Page 125 of Chasing Home
I could continue to push her toward the outcome I want, but this has to be her choice. This isn’t a decision I can make for her, even if the choice she wants to make is killing me inside. She’s my fucking person, but I can’t force her to stay with me. I’ve always known that Aurora was a woman who made her own decisions and followed her own path. I just never thought those two qualities about her would be the ones that hurt me the most.
She blinks, and tears leak from the corners of her eyes before she angrily swipes them away. Sniffling, she stares at my hat, then my boots, anywhere but my face.
“This is why I didn’t want to fall in love here.”
“Don’t do that. You’re not allowed to regret us. I sure fuckin’ don’t. I’d have rather had you for these few weeks than not at all.”
“I didn’t want—this wasn’t my plan. It should be easy to leave. A clean break.”
I close the gap between us and hold her cheek, letting my eyes drop at the comfort touching her brings me despite everything. She rubs her cheek against my palm, breathing fast as her eyes finally lock onto mine.
“I love you. Your happiness is the most important thing to me. If this will make you happy, then go. You deserve to have everything you’ve ever wanted. I’m not going to stop you.” Each word carves out a bit more of me, but I force myself to continue. To drop my heart at her feet and offer her everything I can at the risk of her kicking it across her yard. “The one thing I won’t give you is a clean break, Rory. You don’t get to leave and not come back. So, I’ll be here waiting for you. You go, and you learn what you need to, but when you come back, it’ll be my arms you run into. So take your time, darlin’. Get your answers and your peace because once I get you again, I’m not lettin’ you go again. Not ever.”

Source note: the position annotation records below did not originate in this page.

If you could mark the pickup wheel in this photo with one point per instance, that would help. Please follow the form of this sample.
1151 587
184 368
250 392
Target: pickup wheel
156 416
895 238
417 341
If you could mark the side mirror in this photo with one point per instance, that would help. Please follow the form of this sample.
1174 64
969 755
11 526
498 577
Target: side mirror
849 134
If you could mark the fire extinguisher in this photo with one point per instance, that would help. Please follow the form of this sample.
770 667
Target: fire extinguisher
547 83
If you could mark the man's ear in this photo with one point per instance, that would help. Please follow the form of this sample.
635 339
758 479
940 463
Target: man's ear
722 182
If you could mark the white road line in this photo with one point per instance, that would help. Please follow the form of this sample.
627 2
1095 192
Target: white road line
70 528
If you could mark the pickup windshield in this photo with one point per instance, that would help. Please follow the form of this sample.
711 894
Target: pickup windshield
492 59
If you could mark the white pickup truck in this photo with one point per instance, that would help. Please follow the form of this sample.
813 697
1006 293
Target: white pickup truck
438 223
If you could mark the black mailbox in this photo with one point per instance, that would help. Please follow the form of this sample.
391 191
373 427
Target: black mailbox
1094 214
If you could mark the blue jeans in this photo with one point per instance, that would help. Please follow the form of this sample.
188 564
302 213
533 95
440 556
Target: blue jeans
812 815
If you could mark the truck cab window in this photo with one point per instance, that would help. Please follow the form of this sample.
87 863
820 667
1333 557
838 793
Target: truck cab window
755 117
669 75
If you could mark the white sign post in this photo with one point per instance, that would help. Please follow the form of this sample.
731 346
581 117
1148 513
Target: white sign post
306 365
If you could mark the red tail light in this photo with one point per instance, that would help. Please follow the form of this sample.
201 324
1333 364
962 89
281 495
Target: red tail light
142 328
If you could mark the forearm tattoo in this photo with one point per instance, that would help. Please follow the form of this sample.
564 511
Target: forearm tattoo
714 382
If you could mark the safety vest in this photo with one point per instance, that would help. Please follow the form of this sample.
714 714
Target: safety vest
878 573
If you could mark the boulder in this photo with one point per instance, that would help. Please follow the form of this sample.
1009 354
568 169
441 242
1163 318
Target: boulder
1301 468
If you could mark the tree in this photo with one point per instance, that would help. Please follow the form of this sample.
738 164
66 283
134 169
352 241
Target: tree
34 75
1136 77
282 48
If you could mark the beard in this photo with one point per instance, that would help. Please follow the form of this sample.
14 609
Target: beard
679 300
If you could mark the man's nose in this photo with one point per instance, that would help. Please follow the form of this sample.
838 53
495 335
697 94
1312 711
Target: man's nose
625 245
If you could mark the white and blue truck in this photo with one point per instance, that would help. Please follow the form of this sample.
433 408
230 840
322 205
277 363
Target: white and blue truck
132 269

More tears fall down her cheeks, but I’m there wiping them away before she can.
“I can’t ask you to wait. If I take too long?—”
With a single shake of my head, I stop her. “You’re not asking. I’m telling you it’s what I’m doing. I’ve already waited for you for twenty-two years; what are a few more months?”

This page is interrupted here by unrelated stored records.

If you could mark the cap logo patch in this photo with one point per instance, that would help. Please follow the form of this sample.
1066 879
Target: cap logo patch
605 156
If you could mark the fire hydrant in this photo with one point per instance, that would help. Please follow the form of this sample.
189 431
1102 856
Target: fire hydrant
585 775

She tries to drop her head forward to hide her pain, but I keep it right where it is, not letting her pull away from me. Squeezing her eyes shut instead, she bites down on her lip and cries, her chest shaking with the force of it.

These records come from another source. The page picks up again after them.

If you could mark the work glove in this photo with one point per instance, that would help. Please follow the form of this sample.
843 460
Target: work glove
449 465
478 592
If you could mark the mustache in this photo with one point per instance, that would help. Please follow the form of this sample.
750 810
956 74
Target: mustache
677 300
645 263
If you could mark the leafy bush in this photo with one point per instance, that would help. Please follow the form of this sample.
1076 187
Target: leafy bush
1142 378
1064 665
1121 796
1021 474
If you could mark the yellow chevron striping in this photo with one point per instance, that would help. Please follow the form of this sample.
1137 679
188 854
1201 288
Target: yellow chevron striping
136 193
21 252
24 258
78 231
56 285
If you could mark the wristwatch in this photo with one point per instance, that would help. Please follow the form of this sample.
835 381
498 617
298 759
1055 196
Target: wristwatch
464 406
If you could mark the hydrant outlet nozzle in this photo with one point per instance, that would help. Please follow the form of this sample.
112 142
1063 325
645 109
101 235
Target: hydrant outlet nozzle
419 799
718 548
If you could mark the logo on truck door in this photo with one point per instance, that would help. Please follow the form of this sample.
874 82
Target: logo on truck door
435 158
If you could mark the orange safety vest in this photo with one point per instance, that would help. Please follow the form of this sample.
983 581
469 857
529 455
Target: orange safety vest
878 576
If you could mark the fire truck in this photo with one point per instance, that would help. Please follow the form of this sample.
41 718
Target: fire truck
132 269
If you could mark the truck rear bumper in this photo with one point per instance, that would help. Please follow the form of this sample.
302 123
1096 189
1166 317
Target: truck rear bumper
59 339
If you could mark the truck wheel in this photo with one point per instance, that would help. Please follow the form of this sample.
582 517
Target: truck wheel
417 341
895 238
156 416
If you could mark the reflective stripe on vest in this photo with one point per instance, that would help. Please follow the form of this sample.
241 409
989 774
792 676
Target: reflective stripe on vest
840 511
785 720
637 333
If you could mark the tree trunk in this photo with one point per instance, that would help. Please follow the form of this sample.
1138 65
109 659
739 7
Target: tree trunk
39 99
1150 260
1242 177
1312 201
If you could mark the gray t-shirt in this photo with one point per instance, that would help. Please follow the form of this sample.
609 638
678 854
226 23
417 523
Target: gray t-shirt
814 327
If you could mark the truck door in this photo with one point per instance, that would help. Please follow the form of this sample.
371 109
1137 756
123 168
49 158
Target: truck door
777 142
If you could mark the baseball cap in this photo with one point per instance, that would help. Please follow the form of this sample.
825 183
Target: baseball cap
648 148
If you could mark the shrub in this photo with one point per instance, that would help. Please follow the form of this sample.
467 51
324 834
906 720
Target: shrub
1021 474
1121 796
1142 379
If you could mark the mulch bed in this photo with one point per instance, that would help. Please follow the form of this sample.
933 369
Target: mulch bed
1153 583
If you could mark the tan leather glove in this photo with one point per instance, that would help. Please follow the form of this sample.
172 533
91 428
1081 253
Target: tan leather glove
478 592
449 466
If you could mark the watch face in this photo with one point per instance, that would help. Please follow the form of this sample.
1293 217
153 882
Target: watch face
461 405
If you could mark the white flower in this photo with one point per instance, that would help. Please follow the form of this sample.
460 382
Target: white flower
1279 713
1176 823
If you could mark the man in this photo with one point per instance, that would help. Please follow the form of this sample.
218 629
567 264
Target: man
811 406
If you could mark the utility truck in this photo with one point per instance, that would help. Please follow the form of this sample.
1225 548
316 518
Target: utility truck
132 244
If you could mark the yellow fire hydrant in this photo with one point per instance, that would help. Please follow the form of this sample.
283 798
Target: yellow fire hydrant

“I love you,” she declares between sobs.
I tuck her into my body and stroke the back of her head. “I know. I’ll keep loving you even while you’re gone. There’s no other option for me.”
“I don’t deserve you.”
“Yes, you do. We deserve each other.”
I’ve never been surer of anything in my life. And I’ll spend every moment I can making sure that one day, she believes it too. Whether she’s here beside me or across the country, my heart is in her back pocket.
40
AURORA
I feel hollow. It’s a sensation I haven’t felt for weeks. The space in my heart that was empty filled so quickly with love that I never had a chance to miss it. But now . . . now it’s cold and silent.
My head is lost in thought when Eliza looks up from her rocking chair and spots me lingering at the bottom of the porch stairs. I’m too early to be here for work, and one up-and-down look at my appearance has her beckoning me to her.
“Sit beside me,” she says soothingly, placing her yarn and crochet sticks in the basket beside her chair.
I sit beside her in silence. The chair rocks beneath me, and I grip the armrests tight for stability.
“You’re here early, my sweets.”
“I couldn’t sleep.”
Even after Johnny insisted on cooking for me despite everything that happened and I went to bed alone with a full belly, I tossed and turned all night. It was my first night alone in weeks, and the sheets still smelled like him. That made it all the worse.
“Does this have anything to do with why we were woken before dawn by Johnny on a tractor spearing bales?”
“He’s here already?”
She eyes me curiously. “Were you hoping he wouldn’t be?”
“Yes.”
Humming, she drapes a hand over my wrist. “Would you like to tell me what’s goin’ on?”